Entenmütter profitieren von der Treuhand

Neulich ruderte ich auf dem Neuen See im Tiergarten. Es wimmelte von Entenmüttern mit ihren Jungen. Auf den Inseln gab es neue Entenhäuschen zum Brüten, an vielen Stellen hatte man zudem kleine Bretter gebaut, um den Entenküken das Überwinden der Uferböschung zu erleichtern. Ein paar Tage später fuhr ich mit einem Fortbildungsdozenten nach Weimar. Unterwegs hielten wir an einer neuen Raststätte, neben der Abfahrt war in einer Senke ein kleiner Teich entstanden, auf dem man ein Entenhäuschen verankert hatte. „Das ist im Rahmen einer AB-Maßnahme in der Landschaftspflege geschehen“, meinte mein kundiger Begleiter.

Auch in Weimar entdeckte ich dann mehrere Entenhäuschen sowie Kükentreppen an den Gewässern. Dies sei im Zusammenhang der Aufhübschung der Stadt zur Kulturhauptstadt Europas – auf ABM-Basis – geschehen, erfuhr ich von einem Weimarer Galeristen.
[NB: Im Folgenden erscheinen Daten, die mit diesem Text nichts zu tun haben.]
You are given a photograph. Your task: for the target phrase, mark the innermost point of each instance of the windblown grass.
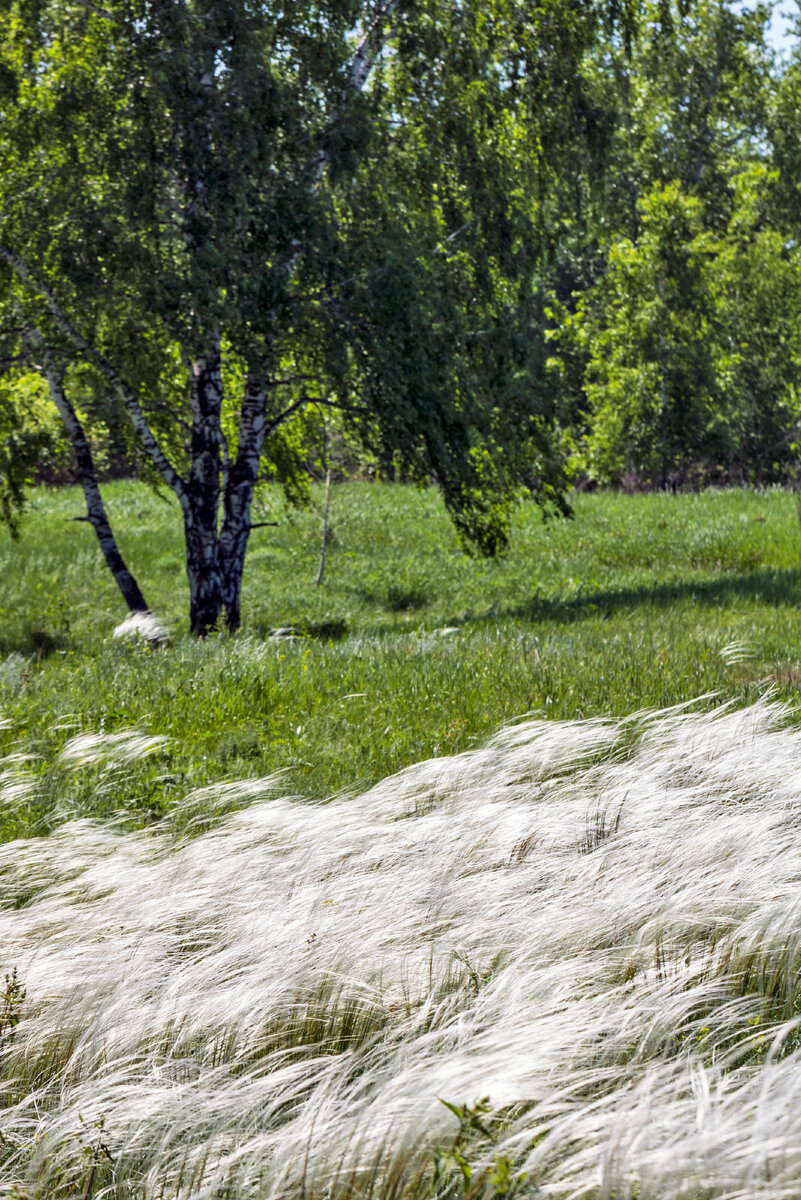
(584, 937)
(407, 651)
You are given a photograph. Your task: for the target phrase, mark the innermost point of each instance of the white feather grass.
(600, 933)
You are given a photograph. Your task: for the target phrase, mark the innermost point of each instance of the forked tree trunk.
(96, 510)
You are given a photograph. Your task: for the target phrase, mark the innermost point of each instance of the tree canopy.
(497, 244)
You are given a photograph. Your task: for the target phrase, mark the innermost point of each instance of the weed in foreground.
(277, 1006)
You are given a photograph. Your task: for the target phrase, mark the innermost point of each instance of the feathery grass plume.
(584, 937)
(109, 749)
(143, 624)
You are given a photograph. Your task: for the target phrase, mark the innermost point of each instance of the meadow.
(541, 940)
(408, 649)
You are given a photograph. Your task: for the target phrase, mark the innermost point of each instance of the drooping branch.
(301, 402)
(150, 443)
(94, 9)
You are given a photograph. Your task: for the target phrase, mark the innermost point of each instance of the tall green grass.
(409, 649)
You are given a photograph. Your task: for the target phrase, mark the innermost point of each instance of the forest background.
(507, 256)
(507, 253)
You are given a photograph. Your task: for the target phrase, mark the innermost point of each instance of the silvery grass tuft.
(585, 939)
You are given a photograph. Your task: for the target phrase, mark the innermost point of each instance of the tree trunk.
(200, 515)
(239, 497)
(96, 509)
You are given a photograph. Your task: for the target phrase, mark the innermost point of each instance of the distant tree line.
(503, 247)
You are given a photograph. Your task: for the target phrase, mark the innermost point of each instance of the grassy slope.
(630, 605)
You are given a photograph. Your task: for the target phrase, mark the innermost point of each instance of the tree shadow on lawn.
(781, 588)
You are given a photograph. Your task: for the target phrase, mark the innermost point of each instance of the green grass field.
(583, 936)
(409, 649)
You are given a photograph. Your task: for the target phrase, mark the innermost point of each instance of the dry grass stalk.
(595, 925)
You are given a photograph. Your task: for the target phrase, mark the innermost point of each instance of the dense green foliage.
(408, 649)
(488, 247)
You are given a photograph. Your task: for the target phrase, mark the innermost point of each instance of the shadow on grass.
(771, 587)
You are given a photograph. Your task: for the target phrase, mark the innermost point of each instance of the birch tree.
(344, 198)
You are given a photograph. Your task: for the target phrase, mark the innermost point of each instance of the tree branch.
(95, 10)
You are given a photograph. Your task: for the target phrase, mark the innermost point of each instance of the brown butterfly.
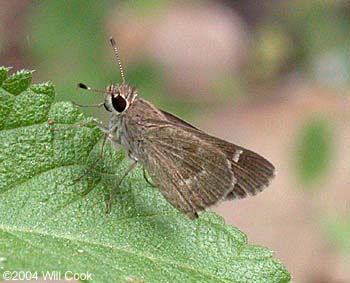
(192, 169)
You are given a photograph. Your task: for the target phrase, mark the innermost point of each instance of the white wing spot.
(236, 155)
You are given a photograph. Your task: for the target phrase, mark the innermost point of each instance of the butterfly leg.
(52, 122)
(114, 190)
(146, 178)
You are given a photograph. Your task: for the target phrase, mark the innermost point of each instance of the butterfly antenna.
(114, 45)
(84, 86)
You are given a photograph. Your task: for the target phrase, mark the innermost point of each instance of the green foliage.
(314, 151)
(337, 230)
(49, 222)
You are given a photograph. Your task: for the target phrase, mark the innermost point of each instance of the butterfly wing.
(252, 172)
(190, 172)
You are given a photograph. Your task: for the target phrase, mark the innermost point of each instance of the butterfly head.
(118, 98)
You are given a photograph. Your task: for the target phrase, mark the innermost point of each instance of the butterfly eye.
(109, 110)
(119, 103)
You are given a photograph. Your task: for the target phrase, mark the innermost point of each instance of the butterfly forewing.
(190, 172)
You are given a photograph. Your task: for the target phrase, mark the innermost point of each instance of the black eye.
(106, 108)
(119, 103)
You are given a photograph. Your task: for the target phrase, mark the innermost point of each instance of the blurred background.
(272, 76)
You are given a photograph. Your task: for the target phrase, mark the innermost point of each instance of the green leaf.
(18, 82)
(48, 222)
(314, 151)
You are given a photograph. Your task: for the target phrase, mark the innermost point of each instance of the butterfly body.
(192, 169)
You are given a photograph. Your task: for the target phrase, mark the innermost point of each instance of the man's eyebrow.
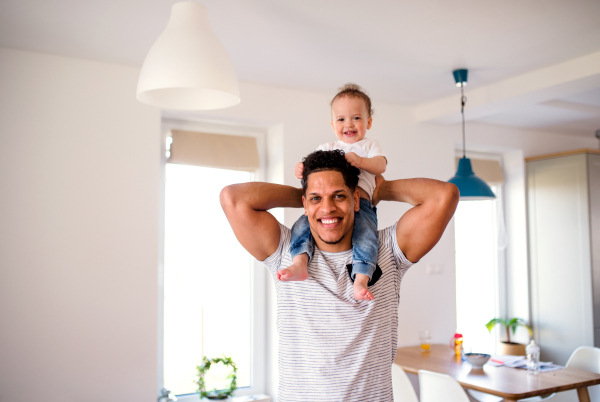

Bereits im Jahr zuvor hatte ich anlässlich einer Recherche über die elf „Haustier-Rasseparks“, die im Osten mit ABM-Stellen auf abgewickelten LPG-Ländereien entstanden waren, festgestellt, dass sich die vom Arbeitsamt dafür abgestellten Mitarbeiter bei den Entenhäuschen für die Wasservögel jedes Mal besonders viel Mühe gegeben hatten. Damals maß ich dem keine besondere Bedeutung bei. Nun wurde mir jedoch klar, dass die Enten besonders von der Treuhand-Abwicklungspolitik und dem darauf folgenden ABM-Wahn profitiert hatten.

Einen Dämpfer verpasste mir dann aber der Lokalforscher Dr. Burghard Scherer, der in der Stadt mit der höchsten Arbeitslosenquote – in Bremerhaven – lebt. Auch mit ihm war ich auf den Seen des dortigen Bürgerparks rudern gegangen. Und richtig, auch dort gab es jede Menge Entenhäuschen sowie Kükentreppen, die man in Bremerhaven jedoch Entenrutschen nennt. Diese entenfreundlichen Einrichtungen waren ebenfalls auf ABM-Basis installiert worden. Gleiches galt für die Museumsschiffe in den ehemaligen Häfen: sie wurden und werden von arbeitslosen Werftarbeitern auf ABM-Basis hergerichtet – und sind insbesondere für Möwen eine wahre Wohltat. Dr. Scherer und ich, wir waren uns einig: All diese Maßnahmen zugunsten von Wasservögeln haben die ins Abseits geratene Industrie- und Handelsstadt ansehnlicher gemacht.

Scherer gab jedoch zu bedenken, dass dabei noch allzu oft die linke Hand nicht weiß, was die rechte tut. So hätten die entenfreundlichen Maßnahmen dazu geführt, dass diese Vögel sich wie blöd vermehrten. Man erwog den Abbau der Entenhäuschen, mindestens den Rückbau der Entenrutschen, der Arbeitssenator schlug das Einsammeln ihrer Eier vor – ebenfalls auf ABM-Basis. Schließlich konnte sich aber die zuständige karrierefeministische Abteilungsleiterin im Umweltsenat durchsetzen: Die allein erziehende Mutter hatte beobachtet, dass die Erpel sich überhaupt nicht um die Aufzucht der Küken kümmern und noch dazu den armen Entenmüttern auflauern – um sie zu vergewaltigen, was oft mit dem Tod der Küken einhergeht. Flugs verfügte sie, nahezu die gesamte Erpelpopulation einzufangen – und schnöde zu vernichten. Gesagt, getan!

Ähnliches ist nun auch im Tiergarten geplant. Die Spiegel-Edelfeder Matussek will angeblich mit einer Erpel-Rettungs-Kampagne dagegenhalten. Für die Bremerhavener Erpel kommt seine Schreibhilfe jedoch zu spät.